While the Ministerial eye has been on the prize of our best and brightest universities, things have gone badly wrong at college level, as we reported only last week with the latest machinations at the Glasgow Colleges Regional Board.

The mergers programme may one day be adjudged a rightful exercise, but for now the jury is out and across the country there are legitimate complaints.

But the issue of what can and should be done with funding reserves accumulated by colleges is far more complex than yesterday's simplistic call for these to be freed up for regular running costs.

This is bound up with Treasury rules and the danger that any funds deemed to be part of the public sector finances will be clawed back from the block grant.

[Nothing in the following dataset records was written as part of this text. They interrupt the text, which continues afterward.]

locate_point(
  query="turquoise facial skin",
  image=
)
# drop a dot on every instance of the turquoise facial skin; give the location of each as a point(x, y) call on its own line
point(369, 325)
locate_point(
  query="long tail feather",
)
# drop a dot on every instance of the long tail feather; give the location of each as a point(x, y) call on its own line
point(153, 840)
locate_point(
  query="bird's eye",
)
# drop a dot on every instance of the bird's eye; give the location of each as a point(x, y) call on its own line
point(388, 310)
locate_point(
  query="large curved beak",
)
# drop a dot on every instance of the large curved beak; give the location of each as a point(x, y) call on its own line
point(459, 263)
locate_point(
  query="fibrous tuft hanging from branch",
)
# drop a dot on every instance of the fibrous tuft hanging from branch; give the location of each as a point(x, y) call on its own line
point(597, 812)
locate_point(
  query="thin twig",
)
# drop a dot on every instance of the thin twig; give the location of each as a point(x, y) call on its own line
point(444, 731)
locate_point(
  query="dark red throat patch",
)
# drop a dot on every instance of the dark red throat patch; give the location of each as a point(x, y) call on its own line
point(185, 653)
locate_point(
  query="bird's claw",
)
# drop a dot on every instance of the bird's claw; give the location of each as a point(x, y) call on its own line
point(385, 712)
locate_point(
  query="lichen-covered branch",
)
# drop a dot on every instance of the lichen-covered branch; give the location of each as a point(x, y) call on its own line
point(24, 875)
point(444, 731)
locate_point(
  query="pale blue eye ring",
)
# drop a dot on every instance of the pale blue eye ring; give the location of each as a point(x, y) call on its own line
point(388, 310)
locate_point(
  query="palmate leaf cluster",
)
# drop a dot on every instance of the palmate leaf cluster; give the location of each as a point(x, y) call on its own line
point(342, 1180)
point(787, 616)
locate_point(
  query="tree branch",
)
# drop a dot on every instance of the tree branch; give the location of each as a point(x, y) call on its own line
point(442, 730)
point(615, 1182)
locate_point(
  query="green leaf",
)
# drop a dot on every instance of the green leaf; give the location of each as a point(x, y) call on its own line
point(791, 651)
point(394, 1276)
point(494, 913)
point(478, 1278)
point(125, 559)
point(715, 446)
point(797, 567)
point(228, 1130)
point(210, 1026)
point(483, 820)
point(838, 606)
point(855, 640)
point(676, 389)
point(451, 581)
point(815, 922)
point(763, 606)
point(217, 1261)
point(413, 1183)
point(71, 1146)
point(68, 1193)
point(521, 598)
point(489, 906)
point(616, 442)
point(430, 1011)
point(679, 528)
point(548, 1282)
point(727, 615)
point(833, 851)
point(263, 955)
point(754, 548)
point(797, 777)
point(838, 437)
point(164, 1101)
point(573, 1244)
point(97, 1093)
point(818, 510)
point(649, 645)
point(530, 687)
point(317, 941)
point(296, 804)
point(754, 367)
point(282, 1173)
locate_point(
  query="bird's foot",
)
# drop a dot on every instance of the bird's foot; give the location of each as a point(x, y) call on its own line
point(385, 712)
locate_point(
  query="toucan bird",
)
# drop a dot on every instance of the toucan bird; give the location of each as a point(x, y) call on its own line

The EIS call for these funds to be freed up to improve "student support and the quality of teaching" can be translated as a plea for the self-interest of lecturers and students. The decline in lecturers pay is a legitimate issue, but college reserves are not the way to deal with this.

The Herald is instinctively sceptical about arms-length bodies created to run our public services, not least because this means they all too often disappear into a grey area where transparency and accountability are lost, for example to scrutiny under Freedom of Information. But these foundations and organisations, so-called Aleos and Alfs cannot be wished away.

Larry Flanagan of the EIS, said: "The fact Scotland's colleges have moved almost £100m in cash reserves out of public sector funds and into Alfs raises a number of significant concerns.

"Shifting these reserves into Alfs removes the option of this funding being pooled by government for reinvestment across the sector."

But this was not done as a measure to undermine the public sector role of colleges. Quite the opposite.

When colleges were brought back into full public sector status it was a way to allow them to hold on to their reserves. NUS president Gerald Maloney complains that it is wrong for money to be parked in this way when students are struggling to make ends meet.

Again, our argument is that while we sympathise with the plight of college students, this is an argument better taken up with Ministers in lobbying over general funding.

As Shona Struthers, chief executive of Colleges Scotland, said, the creation of the foundations was a vital way of protecting the money so it could be spent on further education.

She said: "The creation of arm's length foundations was to ensure that the money already generated by colleges, including some non-public money generated by commercial activities, could continue to be used to benefit colleges, staff and learners."

We agree that such financial sleight of hand is far from ideal in our public sector, but in dealing with Treasury rules it may be that pragmatism is better than principle when it comes to avoiding losing money. We already have the ridiculous position that Police Scotland is not exempt from VAT when every other force in these islands is. Colleges have little choice but to make best use of Treasury rules.